Optimism for the fourth quarter
Intel hasn't seen much in the way of increases in business sales, but it believes that higher sales to other categories will help it turn in a good fourth-quarter performance.
Intel forecast that its fourth-quarter revenue will come in between $8.1 billion and $8.7 billion. Gross margins will also improve to about 60 percent, from 58.2 percent in the third quarter, the company said.
If Intel hits the midpoint of its revenue forecast, $8.4 billion, it will arrive at a sequential revenue increase of 7 percent, consistent with seasonal patterns seen over the previous five years, during which average revenue growth has been 8 percent, said Andy Bryant, Intel's CFO.
Not everything is rosy for Intel, however.
The chipmaker's Wireless Communications and Computing Group and Intel Communications Group, which build chips such as flash memory for cellular phones and also chips for networking gear, both posted losses for the quarter. The two business units have now posted losses for the first nine months of 2003.
Meanwhile, the arrival of Intel's next generation of Pentium processors in PCs is up in the air and could come later than the fourth-quarter debut that was expected. The new chips are unlikely to be available in large numbers of computers until January or February, due in part to last-minute changes made by Intel, several analysts said this week.
Otellini reiterated Intel's earlier statements that the chips--Prescott, Intel's next-generation desktop Pentium, and Dothan, its next notebook chip--will start shipping on a new 90-nanometer manufacturing process by the end of the year.

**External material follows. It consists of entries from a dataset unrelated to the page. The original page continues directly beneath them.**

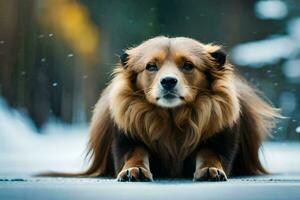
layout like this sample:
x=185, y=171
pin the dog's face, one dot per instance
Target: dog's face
x=172, y=71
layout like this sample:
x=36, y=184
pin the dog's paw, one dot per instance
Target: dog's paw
x=209, y=174
x=135, y=174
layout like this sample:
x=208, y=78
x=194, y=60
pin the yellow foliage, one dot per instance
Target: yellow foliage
x=72, y=22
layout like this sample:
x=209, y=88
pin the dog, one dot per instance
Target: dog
x=176, y=108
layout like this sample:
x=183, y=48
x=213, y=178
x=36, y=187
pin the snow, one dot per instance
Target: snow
x=24, y=150
x=61, y=147
x=271, y=9
x=259, y=53
x=291, y=69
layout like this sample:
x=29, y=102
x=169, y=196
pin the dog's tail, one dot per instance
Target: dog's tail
x=258, y=117
x=101, y=136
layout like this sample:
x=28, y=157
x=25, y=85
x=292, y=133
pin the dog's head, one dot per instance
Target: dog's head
x=173, y=71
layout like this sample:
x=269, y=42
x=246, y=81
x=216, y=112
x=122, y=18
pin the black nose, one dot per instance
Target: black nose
x=168, y=83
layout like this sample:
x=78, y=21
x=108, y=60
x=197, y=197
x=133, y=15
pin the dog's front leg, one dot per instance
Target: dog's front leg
x=208, y=167
x=136, y=166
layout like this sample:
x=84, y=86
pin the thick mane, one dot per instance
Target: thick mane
x=175, y=131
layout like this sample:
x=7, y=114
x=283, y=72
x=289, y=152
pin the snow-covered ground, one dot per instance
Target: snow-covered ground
x=62, y=147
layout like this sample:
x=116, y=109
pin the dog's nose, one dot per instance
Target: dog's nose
x=168, y=83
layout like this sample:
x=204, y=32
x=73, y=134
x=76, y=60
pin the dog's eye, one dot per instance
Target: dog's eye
x=151, y=67
x=187, y=66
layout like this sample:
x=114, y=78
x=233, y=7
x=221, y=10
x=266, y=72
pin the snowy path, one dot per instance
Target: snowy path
x=61, y=148
x=273, y=187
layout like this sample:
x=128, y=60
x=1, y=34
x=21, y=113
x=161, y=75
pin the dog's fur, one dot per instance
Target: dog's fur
x=211, y=128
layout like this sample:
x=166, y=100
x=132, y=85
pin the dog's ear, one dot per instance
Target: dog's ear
x=219, y=56
x=124, y=58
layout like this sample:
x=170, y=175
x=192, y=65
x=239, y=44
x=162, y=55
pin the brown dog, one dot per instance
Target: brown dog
x=176, y=108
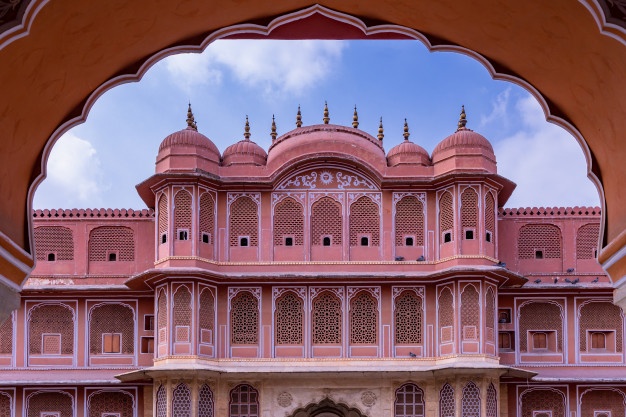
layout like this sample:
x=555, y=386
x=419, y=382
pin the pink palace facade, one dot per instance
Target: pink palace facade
x=320, y=278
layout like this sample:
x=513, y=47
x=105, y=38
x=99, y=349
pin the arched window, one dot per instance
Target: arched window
x=51, y=330
x=446, y=402
x=288, y=223
x=364, y=222
x=244, y=319
x=112, y=329
x=409, y=222
x=244, y=402
x=409, y=401
x=326, y=319
x=326, y=220
x=363, y=319
x=408, y=315
x=289, y=320
x=470, y=403
x=181, y=401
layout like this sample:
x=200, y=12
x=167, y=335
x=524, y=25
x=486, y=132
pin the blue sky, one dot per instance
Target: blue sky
x=98, y=163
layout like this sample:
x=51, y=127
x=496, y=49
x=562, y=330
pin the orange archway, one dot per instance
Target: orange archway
x=59, y=55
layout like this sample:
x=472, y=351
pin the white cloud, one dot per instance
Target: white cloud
x=274, y=67
x=75, y=176
x=545, y=161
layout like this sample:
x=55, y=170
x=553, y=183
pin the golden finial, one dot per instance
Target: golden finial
x=299, y=118
x=406, y=130
x=191, y=122
x=246, y=132
x=273, y=134
x=355, y=118
x=326, y=118
x=462, y=119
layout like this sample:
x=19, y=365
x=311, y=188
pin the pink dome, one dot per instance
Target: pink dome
x=244, y=152
x=190, y=137
x=407, y=152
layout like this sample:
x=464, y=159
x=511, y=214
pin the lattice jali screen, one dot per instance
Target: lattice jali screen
x=409, y=401
x=408, y=315
x=364, y=220
x=181, y=401
x=470, y=312
x=587, y=241
x=602, y=400
x=182, y=211
x=40, y=402
x=326, y=219
x=54, y=239
x=112, y=318
x=181, y=313
x=288, y=221
x=244, y=221
x=206, y=315
x=446, y=215
x=205, y=401
x=470, y=403
x=161, y=403
x=363, y=319
x=244, y=319
x=114, y=402
x=326, y=319
x=446, y=314
x=162, y=316
x=600, y=316
x=490, y=213
x=289, y=320
x=51, y=318
x=207, y=216
x=409, y=220
x=545, y=237
x=244, y=402
x=492, y=401
x=446, y=402
x=469, y=208
x=103, y=240
x=6, y=336
x=162, y=215
x=490, y=313
x=543, y=400
x=5, y=405
x=540, y=316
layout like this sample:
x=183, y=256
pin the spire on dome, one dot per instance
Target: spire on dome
x=355, y=119
x=191, y=122
x=273, y=134
x=246, y=132
x=299, y=118
x=406, y=133
x=326, y=118
x=462, y=119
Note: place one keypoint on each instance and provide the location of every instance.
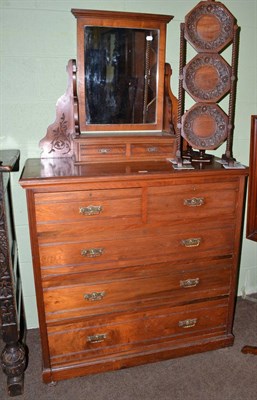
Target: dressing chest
(134, 260)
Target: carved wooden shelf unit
(134, 260)
(12, 319)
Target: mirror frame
(120, 20)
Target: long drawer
(139, 288)
(88, 206)
(190, 243)
(135, 332)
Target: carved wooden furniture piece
(134, 261)
(13, 356)
(209, 28)
(251, 226)
(124, 109)
(120, 280)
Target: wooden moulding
(251, 228)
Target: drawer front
(192, 243)
(87, 206)
(83, 299)
(101, 150)
(200, 201)
(152, 150)
(129, 333)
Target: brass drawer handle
(104, 151)
(152, 149)
(187, 323)
(194, 202)
(94, 296)
(91, 210)
(192, 242)
(92, 252)
(190, 283)
(97, 338)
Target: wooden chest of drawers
(133, 263)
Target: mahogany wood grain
(147, 248)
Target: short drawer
(100, 150)
(200, 201)
(143, 288)
(152, 150)
(87, 206)
(190, 243)
(135, 332)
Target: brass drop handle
(191, 242)
(194, 202)
(152, 149)
(100, 337)
(94, 296)
(91, 210)
(92, 252)
(187, 323)
(190, 283)
(104, 151)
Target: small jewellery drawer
(131, 333)
(202, 200)
(82, 299)
(152, 150)
(190, 242)
(101, 150)
(87, 206)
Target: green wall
(38, 37)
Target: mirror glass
(120, 75)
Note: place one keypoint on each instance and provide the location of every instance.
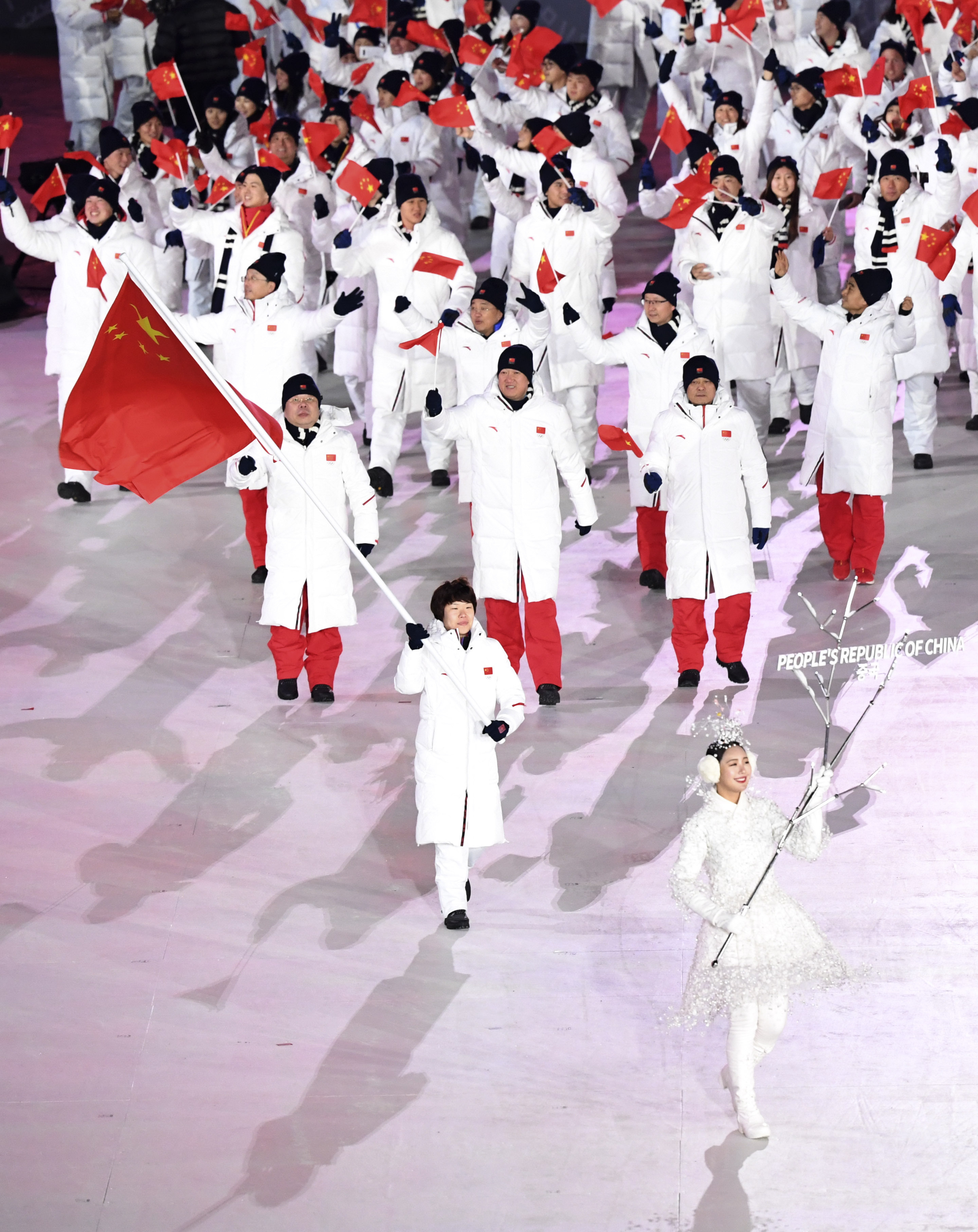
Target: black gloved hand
(530, 301)
(417, 635)
(349, 302)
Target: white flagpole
(261, 437)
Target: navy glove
(417, 635)
(749, 206)
(530, 301)
(952, 309)
(581, 199)
(944, 157)
(349, 302)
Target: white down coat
(913, 278)
(515, 499)
(653, 376)
(304, 549)
(455, 764)
(710, 460)
(852, 429)
(578, 245)
(734, 306)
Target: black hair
(455, 592)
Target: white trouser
(754, 397)
(451, 874)
(582, 406)
(754, 1030)
(781, 382)
(921, 413)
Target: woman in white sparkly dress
(775, 946)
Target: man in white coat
(849, 448)
(414, 258)
(889, 226)
(455, 764)
(310, 586)
(705, 454)
(654, 352)
(726, 259)
(519, 440)
(89, 259)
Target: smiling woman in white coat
(455, 763)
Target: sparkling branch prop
(242, 411)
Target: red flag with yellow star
(145, 413)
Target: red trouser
(321, 650)
(255, 504)
(730, 630)
(542, 636)
(651, 533)
(852, 534)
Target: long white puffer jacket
(455, 764)
(711, 464)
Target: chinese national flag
(165, 82)
(674, 132)
(264, 18)
(253, 61)
(9, 129)
(359, 183)
(432, 263)
(473, 51)
(427, 36)
(547, 278)
(832, 184)
(919, 94)
(844, 80)
(451, 114)
(145, 413)
(429, 341)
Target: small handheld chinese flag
(451, 114)
(844, 80)
(359, 183)
(831, 185)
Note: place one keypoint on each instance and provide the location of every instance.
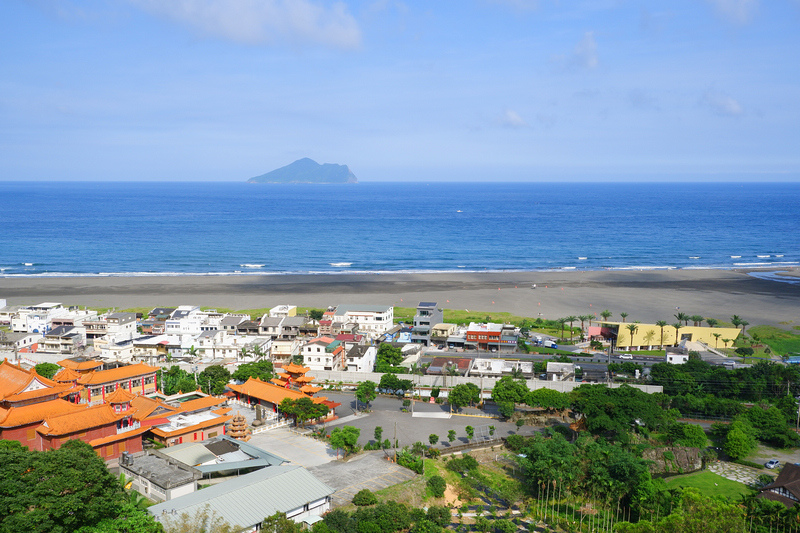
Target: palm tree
(744, 324)
(677, 326)
(633, 328)
(571, 319)
(562, 321)
(661, 324)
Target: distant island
(307, 171)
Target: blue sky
(418, 90)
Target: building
(492, 337)
(323, 353)
(246, 500)
(372, 320)
(428, 315)
(138, 378)
(283, 311)
(786, 487)
(361, 358)
(648, 336)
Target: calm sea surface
(237, 228)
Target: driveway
(367, 470)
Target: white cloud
(722, 104)
(736, 11)
(511, 119)
(585, 53)
(263, 21)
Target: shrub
(364, 497)
(437, 486)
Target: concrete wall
(441, 381)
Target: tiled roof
(116, 437)
(269, 392)
(87, 418)
(14, 379)
(116, 374)
(145, 407)
(295, 369)
(66, 374)
(119, 396)
(80, 365)
(29, 414)
(190, 429)
(201, 403)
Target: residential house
(428, 315)
(492, 337)
(372, 320)
(138, 378)
(283, 311)
(247, 500)
(361, 358)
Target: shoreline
(647, 295)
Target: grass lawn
(780, 340)
(709, 484)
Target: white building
(372, 320)
(361, 358)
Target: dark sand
(647, 296)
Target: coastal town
(180, 397)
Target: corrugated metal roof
(247, 500)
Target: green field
(709, 484)
(779, 340)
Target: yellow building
(649, 336)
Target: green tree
(632, 328)
(364, 497)
(278, 523)
(57, 491)
(365, 392)
(437, 486)
(345, 438)
(661, 324)
(303, 409)
(464, 394)
(262, 370)
(47, 370)
(571, 319)
(215, 376)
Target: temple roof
(32, 413)
(116, 374)
(86, 418)
(269, 392)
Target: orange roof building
(138, 378)
(20, 387)
(257, 392)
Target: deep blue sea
(80, 228)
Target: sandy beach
(647, 296)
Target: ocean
(171, 228)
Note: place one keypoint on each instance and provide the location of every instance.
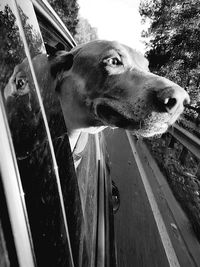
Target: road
(146, 231)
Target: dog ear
(61, 62)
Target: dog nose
(169, 99)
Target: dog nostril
(170, 103)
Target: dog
(105, 83)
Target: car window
(34, 132)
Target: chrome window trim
(14, 195)
(47, 11)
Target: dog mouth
(147, 126)
(112, 117)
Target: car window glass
(31, 144)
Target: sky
(117, 20)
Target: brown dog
(104, 83)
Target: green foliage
(173, 50)
(67, 10)
(85, 32)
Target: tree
(67, 10)
(173, 50)
(85, 32)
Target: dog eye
(20, 84)
(114, 61)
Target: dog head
(105, 83)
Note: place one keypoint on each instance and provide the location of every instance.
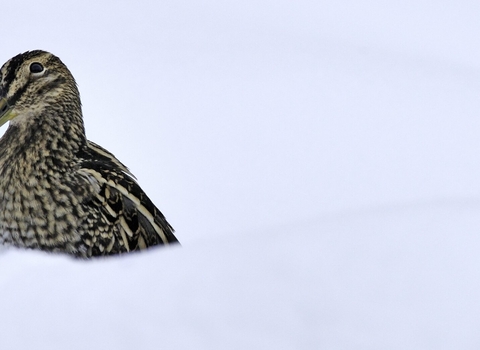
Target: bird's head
(33, 82)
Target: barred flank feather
(58, 191)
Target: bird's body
(58, 191)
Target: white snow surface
(319, 161)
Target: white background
(318, 159)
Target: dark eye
(36, 67)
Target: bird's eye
(36, 67)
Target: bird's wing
(124, 207)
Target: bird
(59, 191)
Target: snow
(319, 161)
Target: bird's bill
(6, 112)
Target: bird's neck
(36, 144)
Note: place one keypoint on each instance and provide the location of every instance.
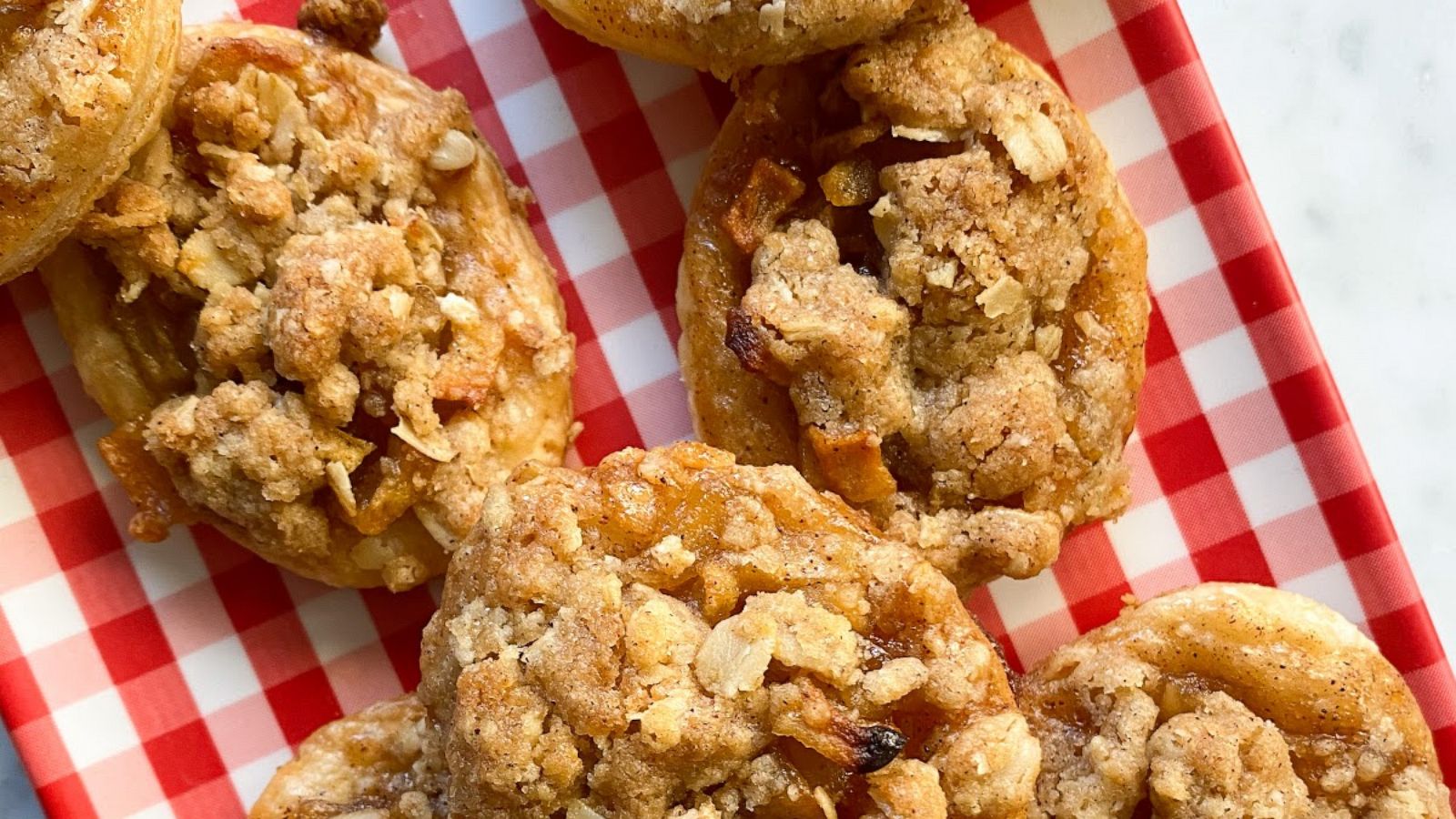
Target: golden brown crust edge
(488, 205)
(89, 157)
(380, 758)
(754, 417)
(1229, 697)
(725, 36)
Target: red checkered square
(1184, 455)
(1198, 309)
(116, 659)
(1154, 187)
(157, 702)
(302, 704)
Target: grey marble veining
(16, 796)
(1346, 114)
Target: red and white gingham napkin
(172, 680)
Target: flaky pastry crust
(910, 271)
(725, 36)
(82, 86)
(379, 763)
(317, 312)
(1229, 700)
(672, 634)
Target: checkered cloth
(172, 680)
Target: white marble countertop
(1344, 114)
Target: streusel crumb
(342, 329)
(672, 634)
(945, 322)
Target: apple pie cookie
(82, 87)
(317, 314)
(910, 271)
(725, 36)
(1229, 700)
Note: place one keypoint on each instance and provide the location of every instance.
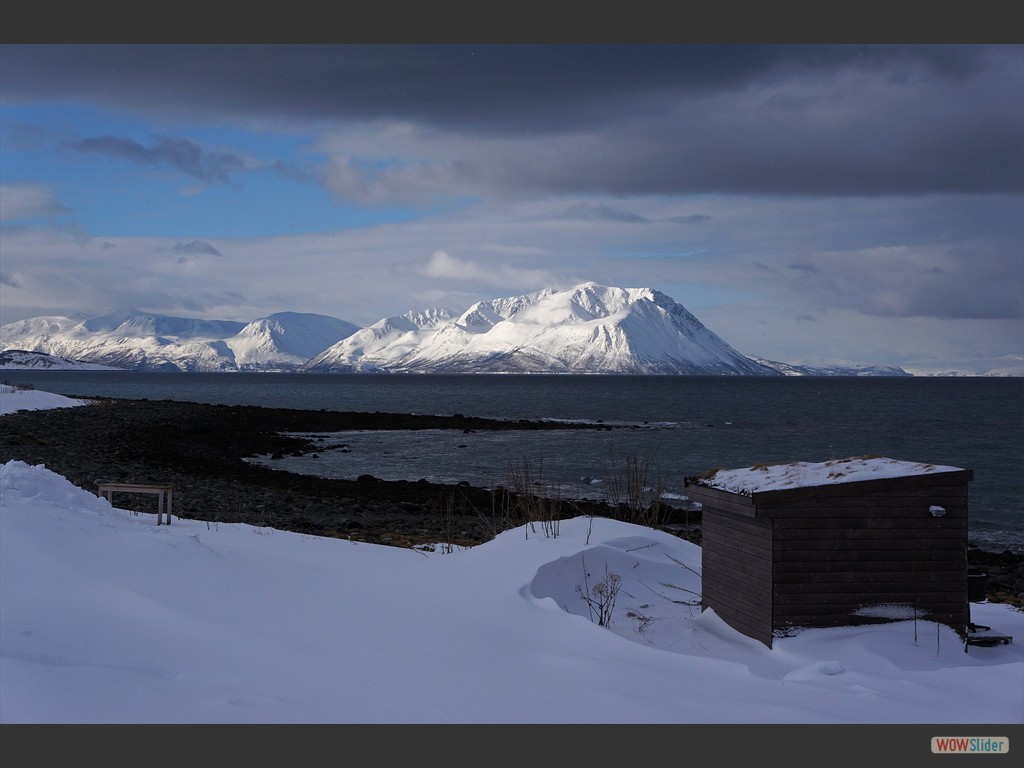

But he said that Intel had made changes to the Prescott processor to increase its potential clock speed.
"The (90-nanometer) process is very healthy. We ended up changing the thermal target for systems for Prescott as we got silicon out and ran it against our models and what we think the likely speeds are going to be on that product," Otellini said.
The tests led to a slight change, which he said increases the chip's clock-speed potential in the future.
"The need to compete with a resurgent (Advanced Micro Devices) may have led Intel to rework the Prescott die...to scale to higher frequencies at launch. While many expected Prescott to launch at 3.4GHz, it's possible that Intel ran into speed problems or wanted to reach 3.6GHz at launch," Ashok Kumar, an analyst with U.S. Bancorp Piper Jaffray, wrote in an Oct. 13 report.
Otellini did not say if the change would affect when Prescott will arrive in PCs. Indeed, Prescott and Dothan will ship on time by Intel's definition if they begin leaving the company's factories bound for PC makers by Dec. 31. But they may not appear in PCs in that same timeframe, analysts said.
"We now expect a Prescott launch in January or February 2004," Quinn Bolton, an analyst with Oppenheimer, wrote in a report released on Monday. "With Intel?s new high-end desktop processor delayed, we believe consumers will be forced to purchase the more mature Northwood Pentium 4 processor?delay purchases until Prescott becomes available or switch to systems based on AMD?s Athlon64 processor."
Intel does have a new Pentium 4 waiting in the wings, however. In November the company will release its 3.2GHz Pentium 4 Extreme Edition, a chip that includes an extra 2MB of cache to increase performance for top-of-the-line desktop PCs.
The chip, which could serve as a placeholder until Prescott chips arrive, will be available in desktops starting as early as Nov. 3, a source familiar with Intel's plans said.